Raising your arms overhead is another useful position. Skin retraction is often easier to detect when the arms are elevated or when you lean forward, allowing the breasts to hang away from the chest wall. Look for any area where the skin pulls inward or doesn’t move smoothly with the rest of the breast. Comparing one side to the other can help you spot asymmetry, though keep in mind that most people’s breasts aren’t perfectly identical to begin with.

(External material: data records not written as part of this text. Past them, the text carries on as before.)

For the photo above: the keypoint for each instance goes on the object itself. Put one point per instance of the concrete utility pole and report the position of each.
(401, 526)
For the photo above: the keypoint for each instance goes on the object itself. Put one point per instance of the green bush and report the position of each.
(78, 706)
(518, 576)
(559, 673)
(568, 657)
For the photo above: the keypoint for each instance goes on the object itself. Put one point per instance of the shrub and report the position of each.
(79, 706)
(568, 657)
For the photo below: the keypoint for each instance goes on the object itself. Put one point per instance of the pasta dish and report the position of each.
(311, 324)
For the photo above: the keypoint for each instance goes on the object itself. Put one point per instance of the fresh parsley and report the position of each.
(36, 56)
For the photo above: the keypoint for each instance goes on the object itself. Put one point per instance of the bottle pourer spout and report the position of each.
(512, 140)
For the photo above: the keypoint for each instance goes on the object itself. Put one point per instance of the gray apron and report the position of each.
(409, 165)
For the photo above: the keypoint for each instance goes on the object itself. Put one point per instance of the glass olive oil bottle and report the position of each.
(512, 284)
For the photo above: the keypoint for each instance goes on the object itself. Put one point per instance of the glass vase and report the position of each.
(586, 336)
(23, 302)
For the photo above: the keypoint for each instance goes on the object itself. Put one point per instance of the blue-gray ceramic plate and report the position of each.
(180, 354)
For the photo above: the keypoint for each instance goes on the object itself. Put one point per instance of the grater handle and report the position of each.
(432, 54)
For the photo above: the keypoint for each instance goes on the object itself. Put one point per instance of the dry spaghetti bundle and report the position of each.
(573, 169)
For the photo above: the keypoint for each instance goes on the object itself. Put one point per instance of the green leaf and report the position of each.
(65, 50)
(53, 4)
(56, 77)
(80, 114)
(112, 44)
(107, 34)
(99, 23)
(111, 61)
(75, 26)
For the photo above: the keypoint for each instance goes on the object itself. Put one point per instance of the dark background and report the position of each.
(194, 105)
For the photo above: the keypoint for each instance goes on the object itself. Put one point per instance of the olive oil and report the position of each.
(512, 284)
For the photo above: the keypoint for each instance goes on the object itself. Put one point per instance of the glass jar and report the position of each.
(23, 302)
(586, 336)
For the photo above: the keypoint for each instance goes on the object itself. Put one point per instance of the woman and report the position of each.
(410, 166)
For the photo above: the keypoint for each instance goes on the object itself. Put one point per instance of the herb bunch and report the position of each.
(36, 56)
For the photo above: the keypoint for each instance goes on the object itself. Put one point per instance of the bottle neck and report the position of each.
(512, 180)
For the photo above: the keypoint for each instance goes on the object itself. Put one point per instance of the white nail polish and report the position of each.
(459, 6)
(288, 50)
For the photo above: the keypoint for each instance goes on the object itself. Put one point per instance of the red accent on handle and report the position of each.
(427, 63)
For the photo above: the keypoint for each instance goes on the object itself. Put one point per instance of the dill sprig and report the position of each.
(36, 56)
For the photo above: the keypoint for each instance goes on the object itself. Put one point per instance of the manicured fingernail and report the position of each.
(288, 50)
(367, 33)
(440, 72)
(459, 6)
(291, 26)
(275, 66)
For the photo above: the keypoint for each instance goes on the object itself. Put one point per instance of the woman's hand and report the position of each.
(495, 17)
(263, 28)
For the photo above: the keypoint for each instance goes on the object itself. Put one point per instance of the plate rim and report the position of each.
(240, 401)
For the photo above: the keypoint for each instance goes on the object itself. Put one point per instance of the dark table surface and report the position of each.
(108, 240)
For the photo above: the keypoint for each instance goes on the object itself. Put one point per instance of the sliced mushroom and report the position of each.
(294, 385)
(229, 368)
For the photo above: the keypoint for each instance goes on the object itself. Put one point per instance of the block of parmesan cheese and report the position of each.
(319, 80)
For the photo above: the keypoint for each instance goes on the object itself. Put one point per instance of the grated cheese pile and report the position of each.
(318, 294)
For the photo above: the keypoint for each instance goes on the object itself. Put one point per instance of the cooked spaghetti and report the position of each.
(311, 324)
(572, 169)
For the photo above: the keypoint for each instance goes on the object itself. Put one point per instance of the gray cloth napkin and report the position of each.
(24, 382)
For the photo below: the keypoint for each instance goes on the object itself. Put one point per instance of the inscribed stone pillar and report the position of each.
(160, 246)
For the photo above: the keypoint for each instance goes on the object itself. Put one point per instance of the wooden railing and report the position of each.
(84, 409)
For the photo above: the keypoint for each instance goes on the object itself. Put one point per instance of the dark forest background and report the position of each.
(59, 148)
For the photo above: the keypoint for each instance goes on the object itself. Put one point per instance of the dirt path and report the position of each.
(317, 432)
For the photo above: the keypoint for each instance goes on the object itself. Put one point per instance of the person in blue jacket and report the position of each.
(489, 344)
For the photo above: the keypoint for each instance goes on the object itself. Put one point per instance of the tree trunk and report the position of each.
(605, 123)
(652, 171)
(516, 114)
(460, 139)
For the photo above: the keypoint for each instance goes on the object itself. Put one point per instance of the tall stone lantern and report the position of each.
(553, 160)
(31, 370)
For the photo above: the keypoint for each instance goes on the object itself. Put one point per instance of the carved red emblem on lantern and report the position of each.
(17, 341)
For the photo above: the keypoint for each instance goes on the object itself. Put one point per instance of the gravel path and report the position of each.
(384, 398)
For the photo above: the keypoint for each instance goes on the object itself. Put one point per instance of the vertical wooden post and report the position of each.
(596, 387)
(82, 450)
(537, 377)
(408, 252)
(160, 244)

What Happens if You Find It
If you notice a new dimple or puckering that wasn’t there before, the typical next step is a clinical breast exam followed by imaging. Mammography and ultrasound are the standard tools used to evaluate what’s happening beneath the skin. Mammography can reveal masses or calcifications, while ultrasound helps determine whether a lump is a fluid-filled cyst or a solid mass.
If imaging shows something that can’t be confirmed as benign, a biopsy is the next step. For a fluid-filled cyst, a needle can drain the fluid, and if the lump disappears completely, that’s typically reassuring. If a solid mass remains or no fluid is obtained, a tissue sample is taken for closer examination. The goal is to combine all available information, what the skin looks like, what imaging shows, and what the tissue reveals, to reach a clear answer.
Dimpling that has been present for years without change carries a different level of concern than a new indentation that appeared over recent weeks. The key detail doctors focus on is whether the change is new, progressing, or accompanied by other findings like a palpable lump, nipple discharge, or skin discoloration.